Your first question brings out an additional complexity in our talk of appearances. You ask: at what distance does apparent-size equal real size? If you're asking for a comparative measurement, I'm inclined to reply that one can't be made. Size and apparent-size are different properties (with different degrees of relationality), and so the question makes no more sense than asking when a thing's mass equals its weight. But there's another interpretation, involving a related sense of "apparent", on which your question makes good sense. Sometimes we use "apparent" and "apparently" to mark the properties an object seems to have in perception when we recognize or even know that its actual properties may differ. The stick in the glass of water is apparently crooked even though we know that it's straight (because we're familiar with this illusion). In this sense, the apparent-size of the car is the same as its actual size when the size we perceive it to have is the same as its actual size.
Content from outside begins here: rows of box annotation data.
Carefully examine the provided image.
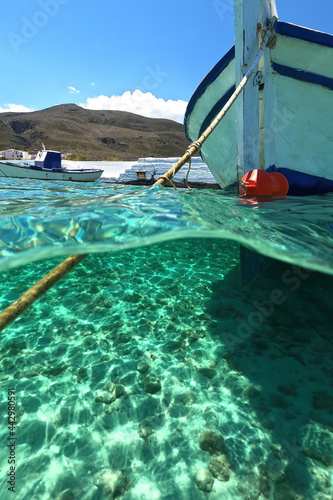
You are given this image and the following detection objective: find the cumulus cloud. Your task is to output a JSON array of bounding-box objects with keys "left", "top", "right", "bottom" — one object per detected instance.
[
  {"left": 0, "top": 104, "right": 35, "bottom": 113},
  {"left": 68, "top": 87, "right": 80, "bottom": 94},
  {"left": 80, "top": 90, "right": 187, "bottom": 123}
]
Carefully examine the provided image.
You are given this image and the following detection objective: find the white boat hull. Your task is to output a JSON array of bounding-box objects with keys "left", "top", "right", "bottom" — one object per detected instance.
[
  {"left": 0, "top": 161, "right": 103, "bottom": 182},
  {"left": 185, "top": 7, "right": 333, "bottom": 195}
]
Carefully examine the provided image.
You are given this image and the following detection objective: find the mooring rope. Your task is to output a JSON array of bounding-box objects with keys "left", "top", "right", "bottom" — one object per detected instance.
[
  {"left": 0, "top": 18, "right": 275, "bottom": 332},
  {"left": 154, "top": 22, "right": 275, "bottom": 186}
]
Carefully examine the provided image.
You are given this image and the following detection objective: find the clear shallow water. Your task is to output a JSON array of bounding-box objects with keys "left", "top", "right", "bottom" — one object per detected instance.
[
  {"left": 0, "top": 177, "right": 333, "bottom": 500},
  {"left": 0, "top": 179, "right": 333, "bottom": 274}
]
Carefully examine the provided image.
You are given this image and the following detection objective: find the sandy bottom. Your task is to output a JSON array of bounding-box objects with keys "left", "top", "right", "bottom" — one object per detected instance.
[{"left": 0, "top": 239, "right": 333, "bottom": 500}]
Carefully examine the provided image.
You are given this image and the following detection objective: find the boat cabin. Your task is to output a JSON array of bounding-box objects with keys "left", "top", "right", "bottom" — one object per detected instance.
[{"left": 35, "top": 149, "right": 62, "bottom": 170}]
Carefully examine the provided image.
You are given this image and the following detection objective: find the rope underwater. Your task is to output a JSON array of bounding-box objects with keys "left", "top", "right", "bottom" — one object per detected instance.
[{"left": 0, "top": 24, "right": 272, "bottom": 332}]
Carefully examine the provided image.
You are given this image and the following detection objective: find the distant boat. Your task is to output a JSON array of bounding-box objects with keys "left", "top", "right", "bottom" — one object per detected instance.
[
  {"left": 0, "top": 149, "right": 103, "bottom": 182},
  {"left": 185, "top": 0, "right": 333, "bottom": 195}
]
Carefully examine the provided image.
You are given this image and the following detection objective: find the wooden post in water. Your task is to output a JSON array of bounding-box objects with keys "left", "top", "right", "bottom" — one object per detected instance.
[{"left": 0, "top": 254, "right": 87, "bottom": 332}]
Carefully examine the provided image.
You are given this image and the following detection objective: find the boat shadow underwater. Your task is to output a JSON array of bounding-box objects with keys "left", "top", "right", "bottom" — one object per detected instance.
[{"left": 206, "top": 261, "right": 333, "bottom": 500}]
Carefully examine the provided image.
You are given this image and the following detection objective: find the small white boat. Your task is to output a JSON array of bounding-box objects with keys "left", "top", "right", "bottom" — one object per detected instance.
[
  {"left": 185, "top": 0, "right": 333, "bottom": 195},
  {"left": 0, "top": 149, "right": 103, "bottom": 182}
]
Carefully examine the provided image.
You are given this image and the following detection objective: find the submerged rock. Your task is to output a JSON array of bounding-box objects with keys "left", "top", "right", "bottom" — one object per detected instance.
[
  {"left": 194, "top": 469, "right": 214, "bottom": 493},
  {"left": 199, "top": 430, "right": 226, "bottom": 455},
  {"left": 136, "top": 357, "right": 150, "bottom": 373},
  {"left": 175, "top": 391, "right": 197, "bottom": 406},
  {"left": 95, "top": 391, "right": 116, "bottom": 405},
  {"left": 138, "top": 422, "right": 154, "bottom": 440},
  {"left": 93, "top": 469, "right": 129, "bottom": 499},
  {"left": 143, "top": 375, "right": 162, "bottom": 394},
  {"left": 198, "top": 367, "right": 217, "bottom": 379},
  {"left": 114, "top": 384, "right": 126, "bottom": 399},
  {"left": 312, "top": 391, "right": 333, "bottom": 413},
  {"left": 208, "top": 455, "right": 230, "bottom": 481}
]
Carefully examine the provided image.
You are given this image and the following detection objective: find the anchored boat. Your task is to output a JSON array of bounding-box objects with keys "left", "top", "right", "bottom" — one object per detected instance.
[
  {"left": 185, "top": 0, "right": 333, "bottom": 195},
  {"left": 0, "top": 148, "right": 103, "bottom": 182}
]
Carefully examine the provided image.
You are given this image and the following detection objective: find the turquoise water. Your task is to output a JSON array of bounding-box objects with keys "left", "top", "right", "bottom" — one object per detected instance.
[{"left": 0, "top": 180, "right": 333, "bottom": 500}]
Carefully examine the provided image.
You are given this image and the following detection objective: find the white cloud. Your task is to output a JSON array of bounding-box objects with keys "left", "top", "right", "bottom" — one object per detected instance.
[
  {"left": 0, "top": 104, "right": 35, "bottom": 113},
  {"left": 68, "top": 87, "right": 80, "bottom": 94},
  {"left": 80, "top": 90, "right": 187, "bottom": 123}
]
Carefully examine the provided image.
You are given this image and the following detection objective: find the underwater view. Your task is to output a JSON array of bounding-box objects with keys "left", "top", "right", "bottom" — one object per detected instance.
[{"left": 0, "top": 179, "right": 333, "bottom": 500}]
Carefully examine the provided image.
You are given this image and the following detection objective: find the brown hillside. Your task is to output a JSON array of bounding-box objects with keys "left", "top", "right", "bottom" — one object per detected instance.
[{"left": 0, "top": 104, "right": 189, "bottom": 160}]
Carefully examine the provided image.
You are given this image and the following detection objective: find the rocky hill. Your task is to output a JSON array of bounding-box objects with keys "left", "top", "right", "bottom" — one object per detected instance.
[{"left": 0, "top": 104, "right": 189, "bottom": 160}]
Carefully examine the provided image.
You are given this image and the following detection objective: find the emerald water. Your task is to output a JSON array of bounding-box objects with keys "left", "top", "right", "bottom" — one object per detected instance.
[{"left": 0, "top": 179, "right": 333, "bottom": 500}]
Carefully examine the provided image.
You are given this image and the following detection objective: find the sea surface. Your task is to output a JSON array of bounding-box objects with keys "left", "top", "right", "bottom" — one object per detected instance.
[{"left": 0, "top": 169, "right": 333, "bottom": 500}]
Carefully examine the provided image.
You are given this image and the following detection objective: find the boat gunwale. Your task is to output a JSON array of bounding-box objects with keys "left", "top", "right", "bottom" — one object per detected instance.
[
  {"left": 274, "top": 20, "right": 333, "bottom": 47},
  {"left": 184, "top": 45, "right": 235, "bottom": 133}
]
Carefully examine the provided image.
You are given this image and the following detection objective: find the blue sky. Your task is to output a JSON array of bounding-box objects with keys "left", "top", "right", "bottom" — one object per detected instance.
[{"left": 0, "top": 0, "right": 333, "bottom": 121}]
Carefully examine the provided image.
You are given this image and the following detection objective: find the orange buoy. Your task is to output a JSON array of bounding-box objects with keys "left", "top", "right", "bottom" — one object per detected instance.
[{"left": 239, "top": 169, "right": 289, "bottom": 196}]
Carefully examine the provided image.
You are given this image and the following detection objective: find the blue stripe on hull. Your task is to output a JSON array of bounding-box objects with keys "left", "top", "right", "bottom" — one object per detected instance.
[
  {"left": 267, "top": 165, "right": 333, "bottom": 196},
  {"left": 274, "top": 21, "right": 333, "bottom": 47},
  {"left": 199, "top": 85, "right": 236, "bottom": 136},
  {"left": 272, "top": 62, "right": 333, "bottom": 90},
  {"left": 184, "top": 46, "right": 235, "bottom": 133}
]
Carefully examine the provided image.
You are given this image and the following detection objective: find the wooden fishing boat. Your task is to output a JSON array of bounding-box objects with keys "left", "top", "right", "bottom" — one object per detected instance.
[
  {"left": 185, "top": 0, "right": 333, "bottom": 195},
  {"left": 0, "top": 149, "right": 103, "bottom": 182}
]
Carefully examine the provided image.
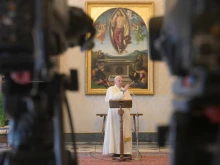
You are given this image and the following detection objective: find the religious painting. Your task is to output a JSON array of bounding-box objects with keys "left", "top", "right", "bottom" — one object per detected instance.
[{"left": 86, "top": 2, "right": 154, "bottom": 95}]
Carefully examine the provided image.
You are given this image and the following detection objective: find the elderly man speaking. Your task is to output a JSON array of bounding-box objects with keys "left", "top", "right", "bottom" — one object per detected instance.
[{"left": 103, "top": 76, "right": 132, "bottom": 157}]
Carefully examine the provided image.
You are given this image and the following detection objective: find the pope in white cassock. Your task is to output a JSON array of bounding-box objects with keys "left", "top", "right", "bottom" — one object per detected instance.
[{"left": 103, "top": 76, "right": 132, "bottom": 156}]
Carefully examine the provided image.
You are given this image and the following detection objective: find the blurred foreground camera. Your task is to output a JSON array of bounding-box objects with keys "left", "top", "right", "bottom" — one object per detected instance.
[
  {"left": 149, "top": 0, "right": 220, "bottom": 165},
  {"left": 0, "top": 0, "right": 95, "bottom": 73},
  {"left": 0, "top": 0, "right": 96, "bottom": 165}
]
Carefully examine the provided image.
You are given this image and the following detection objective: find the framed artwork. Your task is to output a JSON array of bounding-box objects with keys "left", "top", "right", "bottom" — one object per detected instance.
[{"left": 86, "top": 1, "right": 154, "bottom": 95}]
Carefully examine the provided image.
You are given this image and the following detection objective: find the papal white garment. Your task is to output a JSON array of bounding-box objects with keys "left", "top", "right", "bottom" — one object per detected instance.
[{"left": 103, "top": 85, "right": 132, "bottom": 155}]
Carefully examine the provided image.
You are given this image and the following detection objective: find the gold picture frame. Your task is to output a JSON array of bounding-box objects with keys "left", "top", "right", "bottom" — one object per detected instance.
[{"left": 86, "top": 1, "right": 154, "bottom": 95}]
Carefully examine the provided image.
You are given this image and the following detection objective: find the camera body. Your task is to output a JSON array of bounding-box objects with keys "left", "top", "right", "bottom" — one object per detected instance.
[
  {"left": 150, "top": 0, "right": 220, "bottom": 77},
  {"left": 0, "top": 0, "right": 95, "bottom": 74}
]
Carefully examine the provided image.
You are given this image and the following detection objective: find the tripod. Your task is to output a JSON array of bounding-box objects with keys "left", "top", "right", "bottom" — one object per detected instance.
[{"left": 0, "top": 70, "right": 78, "bottom": 165}]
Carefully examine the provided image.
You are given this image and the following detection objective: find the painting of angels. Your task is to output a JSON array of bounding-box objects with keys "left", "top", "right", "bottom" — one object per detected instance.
[{"left": 87, "top": 1, "right": 153, "bottom": 94}]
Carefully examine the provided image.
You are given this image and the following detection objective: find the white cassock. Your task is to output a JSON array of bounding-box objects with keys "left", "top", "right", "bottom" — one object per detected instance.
[{"left": 102, "top": 85, "right": 132, "bottom": 155}]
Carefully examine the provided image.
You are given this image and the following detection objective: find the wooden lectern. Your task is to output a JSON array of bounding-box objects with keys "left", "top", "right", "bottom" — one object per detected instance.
[{"left": 109, "top": 100, "right": 132, "bottom": 161}]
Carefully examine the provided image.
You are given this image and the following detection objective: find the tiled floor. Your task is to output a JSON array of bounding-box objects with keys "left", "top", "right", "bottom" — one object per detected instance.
[
  {"left": 66, "top": 142, "right": 169, "bottom": 153},
  {"left": 0, "top": 142, "right": 169, "bottom": 153}
]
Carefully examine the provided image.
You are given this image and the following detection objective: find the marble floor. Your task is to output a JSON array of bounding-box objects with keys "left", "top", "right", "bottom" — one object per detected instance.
[
  {"left": 0, "top": 142, "right": 170, "bottom": 153},
  {"left": 66, "top": 142, "right": 170, "bottom": 153}
]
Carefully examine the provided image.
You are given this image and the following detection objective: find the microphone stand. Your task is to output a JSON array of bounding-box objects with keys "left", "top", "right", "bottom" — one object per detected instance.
[
  {"left": 135, "top": 107, "right": 140, "bottom": 160},
  {"left": 129, "top": 91, "right": 140, "bottom": 160}
]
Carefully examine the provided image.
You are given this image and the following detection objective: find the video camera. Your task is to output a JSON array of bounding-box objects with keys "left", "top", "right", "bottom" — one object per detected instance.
[
  {"left": 0, "top": 0, "right": 95, "bottom": 73},
  {"left": 149, "top": 0, "right": 220, "bottom": 165},
  {"left": 0, "top": 0, "right": 96, "bottom": 165}
]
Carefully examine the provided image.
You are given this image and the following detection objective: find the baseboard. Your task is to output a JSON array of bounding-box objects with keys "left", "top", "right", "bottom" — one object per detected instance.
[{"left": 65, "top": 132, "right": 157, "bottom": 142}]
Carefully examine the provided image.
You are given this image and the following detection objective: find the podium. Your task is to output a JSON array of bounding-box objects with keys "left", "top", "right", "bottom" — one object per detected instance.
[{"left": 109, "top": 100, "right": 132, "bottom": 161}]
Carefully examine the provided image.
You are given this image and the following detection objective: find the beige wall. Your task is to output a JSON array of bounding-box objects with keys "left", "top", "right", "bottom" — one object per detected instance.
[{"left": 60, "top": 0, "right": 173, "bottom": 133}]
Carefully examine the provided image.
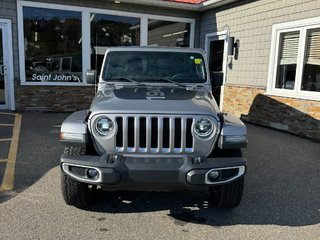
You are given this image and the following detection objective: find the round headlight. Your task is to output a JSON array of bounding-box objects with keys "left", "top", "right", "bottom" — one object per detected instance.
[
  {"left": 96, "top": 117, "right": 114, "bottom": 136},
  {"left": 194, "top": 118, "right": 214, "bottom": 138}
]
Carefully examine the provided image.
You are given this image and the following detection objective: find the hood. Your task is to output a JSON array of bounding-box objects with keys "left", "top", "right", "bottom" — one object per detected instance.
[{"left": 90, "top": 86, "right": 219, "bottom": 115}]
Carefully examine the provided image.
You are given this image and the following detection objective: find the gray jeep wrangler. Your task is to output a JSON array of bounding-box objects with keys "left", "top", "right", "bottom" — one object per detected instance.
[{"left": 60, "top": 47, "right": 247, "bottom": 208}]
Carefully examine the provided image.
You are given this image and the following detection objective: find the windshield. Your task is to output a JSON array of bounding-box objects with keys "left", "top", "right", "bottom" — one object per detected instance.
[{"left": 102, "top": 51, "right": 207, "bottom": 83}]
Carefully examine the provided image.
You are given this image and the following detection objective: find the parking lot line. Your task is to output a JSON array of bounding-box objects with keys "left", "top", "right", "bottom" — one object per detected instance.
[
  {"left": 0, "top": 113, "right": 22, "bottom": 191},
  {"left": 0, "top": 138, "right": 12, "bottom": 142},
  {"left": 0, "top": 112, "right": 15, "bottom": 116}
]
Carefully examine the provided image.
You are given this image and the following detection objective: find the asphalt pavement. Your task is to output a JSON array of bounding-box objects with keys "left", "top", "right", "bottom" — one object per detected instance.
[{"left": 0, "top": 113, "right": 320, "bottom": 240}]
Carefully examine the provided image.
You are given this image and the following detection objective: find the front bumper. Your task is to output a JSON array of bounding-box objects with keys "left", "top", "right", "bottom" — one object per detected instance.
[{"left": 61, "top": 154, "right": 246, "bottom": 190}]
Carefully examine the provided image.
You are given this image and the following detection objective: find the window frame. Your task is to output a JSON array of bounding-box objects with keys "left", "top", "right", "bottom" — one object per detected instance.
[
  {"left": 267, "top": 17, "right": 320, "bottom": 100},
  {"left": 17, "top": 1, "right": 195, "bottom": 86}
]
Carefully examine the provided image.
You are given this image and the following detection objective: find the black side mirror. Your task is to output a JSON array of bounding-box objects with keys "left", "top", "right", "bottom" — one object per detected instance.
[
  {"left": 86, "top": 70, "right": 97, "bottom": 84},
  {"left": 210, "top": 72, "right": 223, "bottom": 87}
]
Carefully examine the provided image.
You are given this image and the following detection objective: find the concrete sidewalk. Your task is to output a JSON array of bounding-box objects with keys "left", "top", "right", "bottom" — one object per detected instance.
[{"left": 0, "top": 113, "right": 320, "bottom": 240}]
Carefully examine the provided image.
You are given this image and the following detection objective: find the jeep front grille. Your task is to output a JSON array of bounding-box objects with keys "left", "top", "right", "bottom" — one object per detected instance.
[{"left": 115, "top": 116, "right": 194, "bottom": 153}]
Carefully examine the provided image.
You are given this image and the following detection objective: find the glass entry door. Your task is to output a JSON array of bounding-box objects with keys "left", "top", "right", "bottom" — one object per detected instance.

Compare: the apparent crookedness of the stick is the same as it's actual crookedness, because there is, it turns out, no water in the glass.

The puzzle that arises out of all of this, though, is how we should distinguish a feature that we perceive something to have from a feature we judge it to have all things considered--including not only what is given to us by perception, but also the various other things we know about the situation at hand, and about the way the world works generally. The distinction seems unproblematic in the (original) case of the stick in the glass of water. We have no problem saying that we perceive the stick to be crooked, but that we do not judge it to be so. And that in this case our knowledge of the illusion overrides the verdict of our perception in our judgment-formation. But what do we say about cases where we accommodate to the odd way that seen properties might display themselves in our perceptions, and then see right through this? Suppose I watch cars drive along a distant road. At first, they're mere dots on the horizon, but I soon get used to judging their relative sizes, and do so accurately. Suddenly a very large dot moves along, much larger than any I've seen. I judge it to be an absolutely enormous vehicle--one of those monster-trucks used to move construction equipment. Does it appear any different in perception?